Police withheld the suspect's name and age. The “josheytheclown” Instagram account was disabled to prevent further posts.
William Fishbough, superintendent of the Hanford Joint Union High School District, issued a statement earlier in the day Tuesday to inform parents and students about the post. Fishbough said the district did not believe the post was a “credible threat,” but was taking precautionary measures.
“While we are hopeful that these local ‘creepy clown’ posts were not created by HJUHSD students,” Fishbough said in a statement, “we also want to remind students and families that making social media posts that threaten any school or student is considered a terrorist threat, which is punishable by law and could result in expulsion.”
Clown sightings have popped up all over the country during the past month, including a few in Hanford.
Other posts on Instagram over the past few weeks have reported clown sightings around the city. A user called “hanford_clowns_” shows a photo of a clown at Freedom Park standing behind a tree holding what appears to be a knife. Another user called “hanford_killer_clown” posted a photo of a scary clown sitting on a swing with the caption “Clown spotted at hidden valley park.”
Lt.

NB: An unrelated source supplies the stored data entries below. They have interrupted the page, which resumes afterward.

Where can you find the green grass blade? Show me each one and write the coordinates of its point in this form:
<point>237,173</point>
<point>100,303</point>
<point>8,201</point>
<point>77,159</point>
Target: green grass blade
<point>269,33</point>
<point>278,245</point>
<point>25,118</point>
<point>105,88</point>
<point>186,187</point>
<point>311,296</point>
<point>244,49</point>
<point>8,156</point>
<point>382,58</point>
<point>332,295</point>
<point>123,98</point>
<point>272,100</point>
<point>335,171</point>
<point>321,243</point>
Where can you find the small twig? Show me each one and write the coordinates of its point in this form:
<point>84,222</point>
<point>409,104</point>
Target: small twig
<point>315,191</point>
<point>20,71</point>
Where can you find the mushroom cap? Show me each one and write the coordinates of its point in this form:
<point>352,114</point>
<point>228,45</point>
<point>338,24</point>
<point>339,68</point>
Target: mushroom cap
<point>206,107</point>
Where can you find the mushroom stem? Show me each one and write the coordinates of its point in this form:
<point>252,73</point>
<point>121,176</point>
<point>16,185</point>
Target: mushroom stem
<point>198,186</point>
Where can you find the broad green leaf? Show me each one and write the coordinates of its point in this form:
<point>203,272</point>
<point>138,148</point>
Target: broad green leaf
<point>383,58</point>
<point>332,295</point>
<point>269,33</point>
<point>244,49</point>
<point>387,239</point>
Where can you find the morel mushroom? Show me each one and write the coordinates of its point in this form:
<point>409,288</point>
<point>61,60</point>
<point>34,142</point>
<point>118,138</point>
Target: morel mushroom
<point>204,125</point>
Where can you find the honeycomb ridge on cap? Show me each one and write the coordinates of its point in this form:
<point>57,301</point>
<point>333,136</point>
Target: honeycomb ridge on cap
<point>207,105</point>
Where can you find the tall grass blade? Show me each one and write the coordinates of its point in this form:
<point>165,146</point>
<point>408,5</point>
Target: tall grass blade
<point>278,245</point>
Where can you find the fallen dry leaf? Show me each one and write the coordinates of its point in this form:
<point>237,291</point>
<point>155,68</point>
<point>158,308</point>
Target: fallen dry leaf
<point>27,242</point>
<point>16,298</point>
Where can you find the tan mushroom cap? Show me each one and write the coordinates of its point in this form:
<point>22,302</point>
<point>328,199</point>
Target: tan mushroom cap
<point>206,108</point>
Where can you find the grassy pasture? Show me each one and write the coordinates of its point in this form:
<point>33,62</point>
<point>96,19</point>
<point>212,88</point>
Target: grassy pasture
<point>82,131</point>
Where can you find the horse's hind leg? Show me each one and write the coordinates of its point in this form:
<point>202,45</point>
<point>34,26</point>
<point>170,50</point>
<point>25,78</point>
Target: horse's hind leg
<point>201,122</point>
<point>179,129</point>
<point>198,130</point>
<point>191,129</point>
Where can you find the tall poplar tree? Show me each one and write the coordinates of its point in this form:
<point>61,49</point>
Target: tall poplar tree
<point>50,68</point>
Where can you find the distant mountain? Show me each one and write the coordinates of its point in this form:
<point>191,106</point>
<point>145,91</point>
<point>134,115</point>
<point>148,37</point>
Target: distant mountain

George Hernandez said police received a report of a clown at a Sierra Pacific High School sporting event earlier this month. A school resource officer investigated and ultimately let the clown stay at the game.
“The guy wasn’t doing anything wrong,” Hernandez said.
Police have also received reported clown sightings on 12th Avenue. The Spooky Halloween Super Store has a costumed employee who stands at 12th Avenue and Lacey Boulevard to advertise the business. Those costumes have included a clown, a chimpanzee and Michael Myers from the “Halloween” slasher movies.
Halloween City is also using a scary clown to drum up business for its store at 11th Avenue and Fifth Street. Store manager Jessica Algara said the recent clown scares around the country haven’t hurt sales of creepy clown masks, costumes and decorations.
“That’s actually what people are coming to get the most,” Algara said.
Algara said the growing interest might be tied to the widespread social media buzz about killer clowns. Some large retailers have responded to reports of clown-related threats by pulling creepy clown masks from shelves. Target announced this week that it had begun removing such items from its stores last week.
Algara said another popular costume choice this year is DC Comics villain Harley Quinn, who often appears as an accomplice to Batman’s evil clown nemesis, The Joker. Girls of all ages have been snatching up those costumes.
"Everyone wants to be Harley Quinn," Algara said.